Revisiting Energy-Based Model for Out-of-Distribution Detection

TL;DR

This paper proposes a novel out-of-distribution detection framework called OEST* that leverages simple data transformations to generate peripheral-distribution data, improving energy-based models' ability to distinguish in-distribution from OOD samples.

Contribution

The paper introduces OEST*, a new energy-based OOD detection method using simple transformations for data augmentation, providing a theoretically grounded energy barrier for better separation.

Findings

OEST* outperforms or matches state-of-the-art methods across benchmarks.

The energy barrier concept enhances OOD detection robustness.

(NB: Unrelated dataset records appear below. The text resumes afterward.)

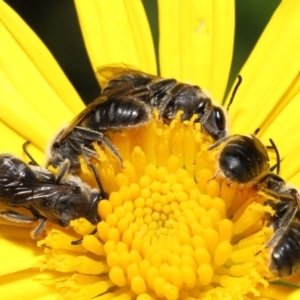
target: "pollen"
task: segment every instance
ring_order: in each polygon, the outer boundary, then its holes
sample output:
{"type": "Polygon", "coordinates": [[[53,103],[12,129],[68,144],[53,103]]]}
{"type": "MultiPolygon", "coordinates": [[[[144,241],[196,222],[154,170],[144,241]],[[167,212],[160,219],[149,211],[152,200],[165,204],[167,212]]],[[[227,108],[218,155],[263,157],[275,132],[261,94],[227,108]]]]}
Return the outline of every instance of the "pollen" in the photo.
{"type": "MultiPolygon", "coordinates": [[[[215,176],[216,154],[201,126],[159,119],[111,133],[123,163],[99,148],[108,199],[97,233],[86,220],[52,229],[41,268],[71,274],[65,299],[248,299],[270,276],[265,198],[215,176]],[[76,235],[77,234],[77,235],[76,235]],[[76,237],[75,237],[76,236],[76,237]],[[71,241],[83,238],[79,245],[71,241]]],[[[98,149],[97,148],[97,149],[98,149]]],[[[104,149],[104,150],[103,150],[104,149]]],[[[82,177],[95,187],[90,169],[82,177]]]]}

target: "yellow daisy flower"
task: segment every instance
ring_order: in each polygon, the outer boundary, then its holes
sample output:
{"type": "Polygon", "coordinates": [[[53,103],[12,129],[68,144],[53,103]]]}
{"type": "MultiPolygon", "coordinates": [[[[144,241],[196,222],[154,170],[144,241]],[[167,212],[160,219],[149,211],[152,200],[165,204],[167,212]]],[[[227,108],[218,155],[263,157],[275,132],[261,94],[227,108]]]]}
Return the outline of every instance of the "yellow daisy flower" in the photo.
{"type": "MultiPolygon", "coordinates": [[[[141,2],[76,0],[93,69],[126,63],[157,74],[141,2]]],[[[221,101],[234,37],[234,2],[159,1],[160,75],[193,82],[221,101]]],[[[300,184],[295,115],[299,93],[300,4],[283,1],[241,70],[230,108],[231,133],[258,127],[284,158],[281,176],[300,184]],[[259,113],[257,113],[259,112],[259,113]],[[288,137],[288,140],[287,140],[288,137]]],[[[62,124],[84,108],[54,58],[0,2],[1,152],[42,164],[62,124]]],[[[97,74],[98,75],[98,74],[97,74]]],[[[100,85],[105,84],[98,78],[100,85]]],[[[93,160],[108,199],[101,200],[97,233],[85,219],[62,229],[47,224],[33,241],[30,226],[2,222],[1,295],[5,299],[297,299],[299,276],[272,283],[265,198],[251,187],[214,178],[217,151],[193,120],[157,117],[137,129],[111,133],[123,159],[99,145],[93,160]],[[75,230],[75,232],[74,232],[75,230]],[[83,236],[80,245],[71,242],[83,236]]],[[[97,186],[82,158],[80,176],[97,186]]]]}

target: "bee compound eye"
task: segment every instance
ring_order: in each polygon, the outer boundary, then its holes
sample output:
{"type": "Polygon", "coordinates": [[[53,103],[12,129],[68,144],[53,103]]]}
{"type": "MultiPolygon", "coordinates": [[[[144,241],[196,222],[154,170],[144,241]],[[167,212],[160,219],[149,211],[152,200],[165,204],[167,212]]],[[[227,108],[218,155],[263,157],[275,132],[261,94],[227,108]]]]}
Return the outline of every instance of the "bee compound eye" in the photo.
{"type": "Polygon", "coordinates": [[[226,117],[225,117],[225,114],[223,112],[223,110],[219,107],[216,107],[214,108],[214,119],[215,119],[215,122],[216,122],[216,126],[217,128],[222,131],[225,129],[225,126],[226,126],[226,117]]]}
{"type": "Polygon", "coordinates": [[[80,194],[81,193],[81,187],[78,186],[78,185],[74,186],[72,190],[73,190],[74,194],[80,194]]]}
{"type": "Polygon", "coordinates": [[[201,99],[199,101],[199,104],[197,106],[197,113],[200,114],[200,116],[202,116],[204,114],[207,104],[208,104],[207,99],[201,99]]]}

Empirical results validate the effectiveness of simple transformation-generated data.

Abstract

Out-of-distribution (OOD) detection is an essential approach to robustifying deep learning models, enabling them to identify inputs that fall outside of their trained distribution. Existing OOD detection methods usually depend on crafted data, such as specific outlier datasets or elaborate data augmentations. While this is reasonable, the frequent mismatch between crafted data and OOD data limits model robustness and generalizability. In response to this issue, we introduce Outlier Exposure by Simple Transformations (OEST), a framework that enhances OOD detection by leveraging "peripheral-distribution" (PD) data. Specifically, PD data are samples generated through simple data transformations, thus providing an efficient alternative to manually curated outliers. We adopt energy-based models (EBMs) to study PD data. We recognize the "energy barrier" in OOD detection, which characterizes the energy difference between in-distribution (ID) and OOD samples and eases detection. PD data are introduced to establish the energy barrier during training. Furthermore, this energy barrier concept motivates a theoretically grounded energy-barrier loss to replace the classical energy-bounded loss, leading to an improved paradigm, OEST*, which achieves a more effective and theoretically sound separation between ID and OOD samples. We perform empirical validation of our proposal, and extensive experiments across various benchmarks demonstrate that OEST* achieves better or similar accuracy compared with state-of-the-art methods.